An Oral Hearing into a proposed wind farm in south Longford has heard that the local authority is broadly in favour of the project, subject to some conditions being met.
This afternoon the Oral Hearing has been hearing from more groups and individuals in relation to the Bord na Mona proposals for over 20 turbines, with a tip height of 185 metres being constructed on the disused bog.
A statement on behalf of Longford County Council was read out by Senior Engineer Donal Mac an Bheatha.
The council statement said the report by the CEO made on the matter had concluded that subject to certain mitigation measures the local authority was positively disposed to the construction of the windfarm at the proposed location, and that it believes the proposed mid-Shannon Wilderness Park and the wind farm were not mutually exclusive.
The council had also outlined a number of issues which it considered have not been fully dealt with or that needed further information in order for the application to be fully assessed.
The statement also noted though that a special meeting of the council held on the 8th of April this year saw the elected members vote unanimously to oppose the farm.

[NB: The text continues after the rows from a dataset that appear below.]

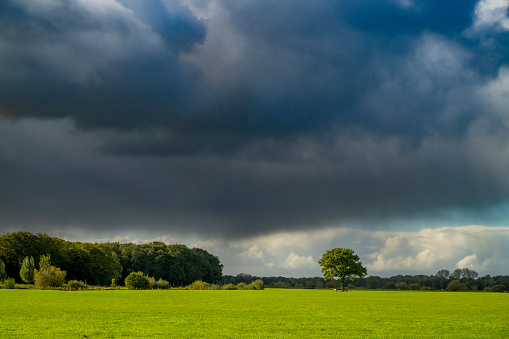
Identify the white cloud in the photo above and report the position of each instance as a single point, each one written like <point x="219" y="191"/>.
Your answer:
<point x="469" y="261"/>
<point x="296" y="261"/>
<point x="489" y="13"/>
<point x="384" y="253"/>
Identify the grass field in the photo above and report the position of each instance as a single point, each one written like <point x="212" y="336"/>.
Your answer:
<point x="255" y="314"/>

Dr Andrew Kelly of the ISPCA spoke of their concerns about the potential impact of noise and low frequency sound on a large amount of horses, donkeys, dogs and other annals who come to the centre already suffering from stress and other related health issues.
Dr Kelly noted as well that the report from Bord na Mona about the impact on birds had dealt with population rather than individuals birds or bats, but the ISPCA was concerned about the impact on every bird or animal.
He also pointed to the fact the report had said there was no precedent for animal welfare to be considered in planning but he thought that was a gap which needs to be addressed.
A report was also given by Inland Fisheries Ireland which asked for several clarifications on the information given in the report carried out for Bord na Mona on water issues, particularly in relation to discharges of water to natural water courses which they described as “misleading”.
IFI also wanted more detail on future water quality in relation to the rehabilitation of the boglands, and said in many instances they wanted prior agreement rather than just consultation before these measures began.
The National Parks and Wildlife Service also made a presentation this afternoon and said that they wanted to see mitigation measures put in place to address concerns about the Whooper Swans,
They also expressed concern about measures to mitigate the drainage works associated with one of the turbines on the nearby Lough Bawn proposed Natural Heritage Area.
Padraig Fogarty from the Irish Wildlife Trust gave a presentation and said they see a mid-Shannon Wilderness Park as totally incompatible with a wind farm.
He also spoke of the great carbon sink that could be achieved through re-wetting the area rather than building huge structures and increasing that footprint in a major way.
There have also presentations this afternnon from Liam Madden on behalf of some local residents in Derryadd and from Niall Dennigan on behalf of the No to Derryadd Wind Farm group.